The last I see of him is as he goes up the stairs into the house. The heel of his shoe pauses on the last stair, as if he’s going to come back, as if there’s a last thought of love on his tongue. But the shoe disappears into the house and he’s gone and I’m left in the thunderous silence of the garage, wondering what happened to the life I imagined when I first saw him on that beach in my mother’s arms.
I wipe my eyes and put the key in my pocket.
In the hall upstairs, I still hear Sevro speaking to his girls. We were all meant to be here together for a month upon our return. So much is in shambles. I leave Sevro his last moments with his girls and walk back out of the house, across the wooded lawn to the landing pads.
“Were you going to say goodbye?” a voice says from the darkness. I look under the bough of a cypress tree and in the shadows see the moonlit face of my wife. She sits on a stone bench, watching me, her hands folded on her lap, her guards nowhere to be seen. She wears a purple silk jacket with a high collar that’s open to the base of her neck. Circles ring her eyes.

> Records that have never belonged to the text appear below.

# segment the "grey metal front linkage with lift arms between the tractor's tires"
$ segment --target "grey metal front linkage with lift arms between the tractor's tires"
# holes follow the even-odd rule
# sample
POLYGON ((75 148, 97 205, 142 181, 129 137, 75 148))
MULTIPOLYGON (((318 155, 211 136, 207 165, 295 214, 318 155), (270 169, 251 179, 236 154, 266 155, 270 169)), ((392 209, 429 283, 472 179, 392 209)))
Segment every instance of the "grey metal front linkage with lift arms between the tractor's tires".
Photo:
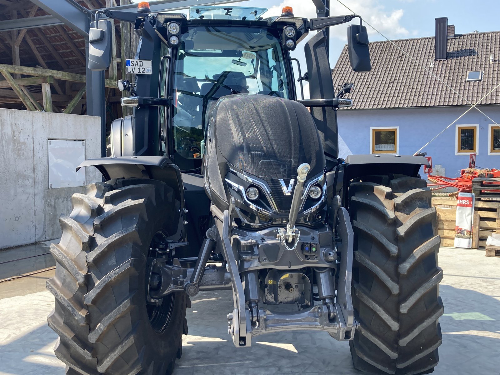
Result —
MULTIPOLYGON (((276 230, 271 228, 250 234, 233 229, 230 225, 233 220, 230 214, 234 208, 233 199, 231 199, 229 210, 223 212, 214 205, 211 206, 216 224, 207 231, 194 267, 182 267, 180 261, 185 262, 186 259, 179 259, 177 264, 168 264, 156 258, 151 259, 149 303, 155 304, 156 301, 172 292, 185 291, 189 296, 194 296, 199 290, 232 288, 234 309, 227 314, 228 332, 237 347, 250 346, 252 335, 285 330, 325 330, 338 341, 351 340, 356 329, 356 321, 350 287, 353 232, 347 210, 343 207, 336 209, 333 239, 331 239, 331 230, 327 226, 321 231, 301 228, 301 237, 304 241, 316 238, 320 242, 326 240, 328 243, 327 238, 330 236, 329 245, 324 246, 320 243, 321 251, 318 251, 317 255, 304 255, 301 245, 307 245, 308 242, 300 242, 295 247, 297 251, 282 248, 277 259, 267 259, 265 250, 259 252, 259 248, 265 249, 266 246, 275 246, 279 243, 276 235, 272 234, 276 230), (331 243, 332 240, 336 242, 336 250, 331 243), (206 265, 214 248, 221 249, 226 260, 225 268, 206 265), (339 254, 339 261, 337 254, 339 254), (293 267, 283 272, 287 272, 288 275, 301 275, 306 282, 305 289, 307 286, 310 288, 310 281, 307 275, 301 273, 299 267, 315 265, 312 269, 316 277, 318 299, 322 303, 288 313, 271 312, 266 308, 259 308, 257 304, 260 299, 258 270, 269 268, 269 260, 274 260, 273 269, 293 267), (291 265, 292 262, 293 265, 291 265), (336 299, 332 271, 338 273, 336 299)), ((173 243, 170 247, 174 248, 173 243)), ((298 284, 293 286, 298 287, 298 284)), ((286 285, 277 285, 277 287, 286 287, 286 285)), ((271 299, 273 298, 271 295, 271 299)))

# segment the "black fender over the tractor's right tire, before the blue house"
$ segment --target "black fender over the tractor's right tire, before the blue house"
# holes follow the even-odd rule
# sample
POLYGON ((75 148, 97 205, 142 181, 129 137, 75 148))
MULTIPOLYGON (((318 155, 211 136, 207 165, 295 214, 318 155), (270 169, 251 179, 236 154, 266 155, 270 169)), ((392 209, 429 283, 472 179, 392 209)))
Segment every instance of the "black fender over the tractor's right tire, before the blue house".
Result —
POLYGON ((429 165, 423 156, 368 154, 349 155, 345 163, 338 164, 334 170, 326 173, 328 198, 340 195, 342 205, 345 207, 348 182, 351 179, 370 174, 405 174, 417 177, 422 165, 429 165))

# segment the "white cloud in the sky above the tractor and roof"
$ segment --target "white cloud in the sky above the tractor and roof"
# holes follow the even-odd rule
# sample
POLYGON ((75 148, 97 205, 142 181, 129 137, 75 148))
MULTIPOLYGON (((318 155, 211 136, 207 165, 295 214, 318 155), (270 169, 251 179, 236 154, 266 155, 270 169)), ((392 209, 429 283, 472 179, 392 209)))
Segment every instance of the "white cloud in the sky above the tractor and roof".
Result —
MULTIPOLYGON (((349 0, 346 2, 346 5, 356 14, 360 15, 363 20, 369 22, 373 27, 389 38, 409 35, 409 31, 399 23, 404 13, 403 9, 388 10, 385 6, 381 5, 380 2, 379 0, 349 0)), ((316 16, 316 8, 312 1, 308 0, 284 0, 279 5, 271 6, 265 15, 279 15, 281 14, 281 8, 283 6, 291 6, 293 8, 293 14, 296 16, 307 18, 314 18, 316 16)), ((351 12, 338 1, 332 0, 330 2, 331 15, 350 13, 351 12)), ((352 22, 355 22, 355 20, 352 22)), ((346 41, 346 29, 347 24, 330 27, 330 35, 346 41)), ((377 34, 376 31, 369 26, 367 26, 367 30, 370 35, 377 34)))

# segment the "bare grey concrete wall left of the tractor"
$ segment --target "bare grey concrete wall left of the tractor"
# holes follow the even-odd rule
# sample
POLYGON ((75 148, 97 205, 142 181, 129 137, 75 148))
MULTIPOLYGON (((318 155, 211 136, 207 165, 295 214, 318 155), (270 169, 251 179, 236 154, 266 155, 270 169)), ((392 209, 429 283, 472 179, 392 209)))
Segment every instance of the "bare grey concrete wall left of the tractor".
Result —
MULTIPOLYGON (((99 118, 0 108, 0 248, 60 236, 60 213, 85 187, 48 187, 48 139, 85 140, 85 157, 100 156, 99 118)), ((94 167, 85 181, 100 181, 94 167)))

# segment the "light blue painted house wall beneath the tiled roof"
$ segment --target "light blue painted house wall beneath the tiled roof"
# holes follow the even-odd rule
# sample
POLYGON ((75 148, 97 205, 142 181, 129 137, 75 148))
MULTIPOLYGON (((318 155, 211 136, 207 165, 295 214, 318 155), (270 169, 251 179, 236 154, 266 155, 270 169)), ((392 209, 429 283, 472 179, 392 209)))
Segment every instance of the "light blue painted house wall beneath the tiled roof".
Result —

“I was going to call you from orbit,” I say.
“When you were out of my reach.”
I hesitate. “Yes.”
“I see. It is the only way to maintain that I was not complicit in your treason. Reasonable, I suppose.”
I walk toward her and, feeling awkward towering over her, sit on the edge of the stone fountain nearby to face her. Water bubbles out of the half-broken face of a winged cherub, leaking out his eye and ear through a crack.
“It’s not treason,” I say.
“Yes, it is. Euphemisms only go so far. You’re leaving me a mess. Dancer will seek my impeachment.”
“He needs two-thirds of the vote for that. He might get the majority for a peace vote, but never an impeachment.”
“You think they’ll really believe I didn’t know you were leaving? You’re my husband. They think we share everything.” My wife, I’ve often thought, can be two people. One is her, full of life and light and awkward innuendos and snorting laughter and imperfection. The other is the imperious lion. In her face, I feel the shadow of Augustus, my two great enemies, her brother and her father.
“You’re leaving tonight with the Howlers?” she asks.
“Holiday already told you?”
“Where are you going?”
“I can’t tell you that.”
“To Mars?” I say nothing. “To Orion on Venus?” Again, I do not answer. “The Vox Populi think you’re going to storm the Senate with the Seventh.”
“I don’t want a civil war.”
She looks toward the landing pads. I reach for her hand. She pulls it back.
“What is the point of this—marriage—if there’s no faith between us?” she asks. “No trust? I know you love me. I know you love our son. But love isn’t enough. You can’t hide things from me just because I’ll disagree with you. This war isn’t your burden to bear alone. It is shared by all of us.” She looks over at me. “But maybe you think you’re meant to die. Maybe you think you’re supposed to follow her.”
I feel sudden pain for my wife.
“This isn’t about Eo.”
“No, it’s about you praying for storms, believing that when they come they’ll bring you peace.” She shakes her head, on the verge of tears. “I already lost my mother, my father, and my brothers. I will not bury you.” She snorts. “And if you die out there, I won’t even get to do that. You’ll disappear, like you never existed. Claimed by space or our enemies. And Pax will grow up without a father. It’s like you want me to shut myself off to you. Is that what you want?”
“If I don’t end this, how many more will die?” I ask.